The Stella’s Outlet in Gladewater
One way I sought to do this was by saving my babysitting and birthday money to buy decent clothes at a dress outlet up the road in a town called Gladewater. I loved sifting through the racks of dresses at Stella’s hoping to find something I could afford. Rack after rack was filled with colorful 1980s terry cloth dressed cinched in the middle with elastic and self-fabric ties.
One day, my mom picked out a bright red dress for me. It had a beautiful handkerchief hem. She helped me cover part of the $7 price tag. We were so happy on the jaunt back home from Stellas’s that day. Driving along Highway 271, we were giddy in my dad’s beat-up 98 Olds. And then unimaginably imaginable happened: the brakes went out in the car.

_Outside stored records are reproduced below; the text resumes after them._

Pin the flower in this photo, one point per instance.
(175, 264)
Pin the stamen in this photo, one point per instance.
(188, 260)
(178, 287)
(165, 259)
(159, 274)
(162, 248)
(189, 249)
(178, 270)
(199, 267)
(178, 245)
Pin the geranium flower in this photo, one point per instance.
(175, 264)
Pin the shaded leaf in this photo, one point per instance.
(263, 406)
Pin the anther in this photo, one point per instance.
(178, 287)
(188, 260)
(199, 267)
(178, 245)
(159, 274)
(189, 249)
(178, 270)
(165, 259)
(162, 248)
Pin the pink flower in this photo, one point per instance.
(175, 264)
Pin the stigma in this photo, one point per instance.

During the last five or six miles of the trip, my mom white-knuckled the steering wheel while I pressed my palms against the glove compartment. She grew pale and angry and fixed her eyes tight on the road. I was nervous, but I never once thought she wouldn’t save us. As we pulled onto the edge of town going about 40 miles per hour, she turned off the ignition and navigated the car off the road needling it between two tall hardwood trees. She landed that car like a large plane on a grassy runway. Her precision was extraordinary. There wasn’t enough room between the car and the trees to even open the car doors. Some man from a nearby house saw the whole thing and came over to check on us. Eventually, my dad showed up and took us home, but not before he and my mom had a huge fight, right there on the side of the road.
These type of harrowing events defined my childhood and youth. The carnal side of me says these were just the straws we drew, while the spiritual side of me believes the Lord ordered our steps. Either way, I think what Birdie Pruitt said in Hope Floats is the truthy truth: “Childhood is what you spend the rest of your life trying to overcome.”
At 51, I still ponder all the big questions: What is the meaning of life and why am I here? I have no answers for the calamity we risk on a daily basis. But, I’m sure I felt my mother’s spirit remind me the other day of that time we went to Stella’s and how we cheated death one more time. It’s not that I’d forgotten how she needled the clunker narrowly through that stand of trees, it’s that sometimes, I still need reminding that I was saved for something. Quite possibly to save her through the poverty that lingered upon her in old age — the poverty from which I strived to deliver her — and the heart disease that tried to take her from us many years before it finally did.
She is gone from me now, a face in the stars. But, I know that I saved her many, times. And, I would relive all the calamities over again to save her one more time — just to have her one more day. To hold her hands, strong from crocheting. To kiss the soft folds of her pale cheeks. To sit in the living room of her simple life and listen to her laugh and pray.
you captured her so beautifully. ❤️
Thank you. I miss her. I know you do, too.